A lender who last month signalled intent to foreclose on 125 Greenwich Street, the troubled downtown residential tower, will auction the mezzanine debt on the building next month.
The lender, United States Immigration Fund, provided a $194 million mezzanine loan to the project’s sponsors in 2017. Led by Nick Mastroianni, the firm raises funds through the EB-5 visa program.
Since topping out at 88 floors earlier this year, the Rafael Vinoly-designed building has been marred by infighting between its developers and their lenders. Amid slow apartment sales, the building’s sponsors defaulted on loan repayments at the start of last month, and owed close to $40 million to construction crews at the site.
Last month, USIF signalled that it intended to foreclose on the property, in a letter sent to the project’s sponsors, which include Howard Lorber’s New Valley, Davide Bizzi’s Bizzi & Partners, China Cindat and the Carlton Group.

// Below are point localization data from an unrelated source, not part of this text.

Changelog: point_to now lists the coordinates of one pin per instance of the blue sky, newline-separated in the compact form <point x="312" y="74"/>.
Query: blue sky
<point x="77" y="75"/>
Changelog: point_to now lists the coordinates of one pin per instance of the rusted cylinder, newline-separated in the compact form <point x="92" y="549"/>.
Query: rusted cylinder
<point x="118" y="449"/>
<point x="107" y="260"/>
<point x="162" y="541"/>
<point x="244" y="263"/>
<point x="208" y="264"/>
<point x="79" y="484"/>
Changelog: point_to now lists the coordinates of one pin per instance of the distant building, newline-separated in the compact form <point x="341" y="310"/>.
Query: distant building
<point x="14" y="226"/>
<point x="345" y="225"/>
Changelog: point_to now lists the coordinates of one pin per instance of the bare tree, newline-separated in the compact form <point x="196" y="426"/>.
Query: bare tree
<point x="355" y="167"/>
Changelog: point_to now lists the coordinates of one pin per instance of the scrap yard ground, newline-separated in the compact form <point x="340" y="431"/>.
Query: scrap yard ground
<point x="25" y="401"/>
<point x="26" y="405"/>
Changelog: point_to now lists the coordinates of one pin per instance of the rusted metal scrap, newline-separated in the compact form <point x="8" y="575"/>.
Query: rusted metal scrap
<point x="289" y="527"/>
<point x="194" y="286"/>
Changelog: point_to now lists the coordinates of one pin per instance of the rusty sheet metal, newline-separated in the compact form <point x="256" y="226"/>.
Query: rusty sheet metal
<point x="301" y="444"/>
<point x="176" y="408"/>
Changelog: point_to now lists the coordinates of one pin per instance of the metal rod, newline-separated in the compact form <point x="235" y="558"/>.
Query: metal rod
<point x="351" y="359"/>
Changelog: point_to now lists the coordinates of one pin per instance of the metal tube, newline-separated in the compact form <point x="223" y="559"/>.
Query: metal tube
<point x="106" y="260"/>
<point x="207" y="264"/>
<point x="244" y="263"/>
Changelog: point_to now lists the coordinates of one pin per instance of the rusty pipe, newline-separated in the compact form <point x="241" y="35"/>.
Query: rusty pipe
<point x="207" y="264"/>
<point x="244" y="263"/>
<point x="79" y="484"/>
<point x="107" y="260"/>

Weeks after USIF signalled an intent to foreclose last month, the project’s senior lender, United Overseas Bank also filed a notice of foreclosure, after it said the sponsors had defaulted on a $473 million loan, according to a complaint filed with New York State Supreme Court.
If USIF’s auction proceeds, the new owner of the mezzanine debt will have the right to foreclose on the building, a move that would wipe out more than $130 million in equity in the building held by the sponsors.
To market the debt ahead of an auction next month, USIF tapped a Newmark Knight Frank team led by Dustin Stolly and Jordan Roeschlaub, according to a notice of Uniform Commercial Code foreclosure sale seen by The Real Deal. The brokers could not be reached for comment.
Currently, the developers have signed a term sheet with Silverstein Capital Partners to refinance the debt on the project, according to multiple people close to the project. A JLL team led by Aaron Appel was tapped to market the refinancing. If this goes ahead, the lenders would be repaid and bring a halt to the foreclosure motions.
Mastroianni and representatives for New Valley and Bizzi & Partners did not return requests for comment.